In recent years, the U.S. Department of Labor has paid particular attention to misclassification of employees as independent contractors. It has worked with other federal and state agencies to help misclassified employees get the wages, benefits, and protections to which they are entitled. On January 20, 2016, the Administrator of the Department’s Wage and Hour Division issued Interpretation No. 2016-1, entitled Joint employment under the Fair Labor Standards Act and Migrant and Seasonal Agricultural Worker Protection Act. The interpretation emphasizes that joint employment should be defined expansively. It discusses two different types of joint employment:
To determine whether horizontal joint employment exists, the following questions should be asked: (1) who owns the potential joint employers (i.e., does one employer own part or all of the other or do they have any common owners), (2) do the potential joint employers have any overlapping officers, directors, executives, or managers, (3) do the potential joint employers share control over operations (e.g., hiring, firing, payroll, advertising, overhead costs), (4) are the potential joint employers’ operations inter-mingled (for example, is there one administrative operation for both employers, or does the same person schedule and pay the employees regardless of which employer they work for), (5) does one potential joint employer supervise the work of the other, (6) do the potential joint employers share supervisory authority for the employee, (7) do the potential joint employers treat the employees as a pool of employees available to both of them, (8) do the potential joint employers share clients or customers, and (9) are there any agreements between the potential joint employers.
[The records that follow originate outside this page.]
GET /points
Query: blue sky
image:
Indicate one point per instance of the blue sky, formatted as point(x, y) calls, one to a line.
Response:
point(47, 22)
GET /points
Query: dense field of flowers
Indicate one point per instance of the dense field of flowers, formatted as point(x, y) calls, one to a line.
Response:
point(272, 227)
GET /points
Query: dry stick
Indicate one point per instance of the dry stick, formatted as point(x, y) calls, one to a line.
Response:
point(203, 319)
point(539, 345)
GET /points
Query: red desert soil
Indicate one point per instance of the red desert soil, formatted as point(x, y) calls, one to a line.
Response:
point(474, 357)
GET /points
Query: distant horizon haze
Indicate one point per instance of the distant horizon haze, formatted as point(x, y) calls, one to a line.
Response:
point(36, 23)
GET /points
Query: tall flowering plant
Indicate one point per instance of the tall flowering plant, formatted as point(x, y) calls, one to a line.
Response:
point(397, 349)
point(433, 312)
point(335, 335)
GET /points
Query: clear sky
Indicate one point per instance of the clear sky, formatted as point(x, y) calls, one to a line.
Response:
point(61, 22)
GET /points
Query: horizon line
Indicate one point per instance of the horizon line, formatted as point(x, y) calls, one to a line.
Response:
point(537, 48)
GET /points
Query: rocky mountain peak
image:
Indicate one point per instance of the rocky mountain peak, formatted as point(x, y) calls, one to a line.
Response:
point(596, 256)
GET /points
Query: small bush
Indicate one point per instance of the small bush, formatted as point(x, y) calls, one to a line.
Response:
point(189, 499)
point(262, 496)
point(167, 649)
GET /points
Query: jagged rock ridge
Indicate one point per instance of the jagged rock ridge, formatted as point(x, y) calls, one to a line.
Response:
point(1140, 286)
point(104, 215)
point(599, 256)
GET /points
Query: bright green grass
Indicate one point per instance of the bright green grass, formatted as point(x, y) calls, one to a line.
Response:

The interpretation provides the following example of horizontal joint employment: An employee is employed at two locations of the same restaurant brand. The two locations are operated by separate legal entities (Employers A and B). The same individual is the majority owner of both Employer A and Employer B. The managers at each restaurant share the employee between the locations and jointly coordinate the scheduling of the employee’s hours. The two employers use the same payroll processor to pay the employee, and they share supervisory authority over the employee.
To determine whether vertical joint employment exists, the following factors should be considered: (1) Directing, Controlling, or Supervising the Work Performed, (2) Controlling Employment Conditions, (3) Permanency and Duration of Relationship, (4) Repetitive and Rote Nature of Work, (5) Integral to Business, (6) Work Performed on Premises, and (7) Performing Administrative Functions Commonly Performed by Employers.
The interpretation provides the following example of vertical joint employment: A laborer is employed by ABC Drywall Company, which is an independent subcontractor on a construction project. ABC Drywall was engaged by the General Contractor to provide drywall labor for the project. ABC Drywall hired and pays the laborer. The General Contractor provides all of the training for the project. The General Contractor also provides the necessary equipment and materials, provides workers’ compensation insurance, and is responsible for the health and safety of the laborer (and all of the workers on the project). The General Contractor reserves the right to remove the laborer from the project, controls the laborer’s schedule, and provides assignments on site, and both ABC Drywall and the General Contractor supervise the laborer. The laborer has been continuously working on the General Contractor’s construction projects, whether through ABC Drywall or another intermediary.
You can find a summary of the DOL’s views on joint employment in Fact Sheet 35.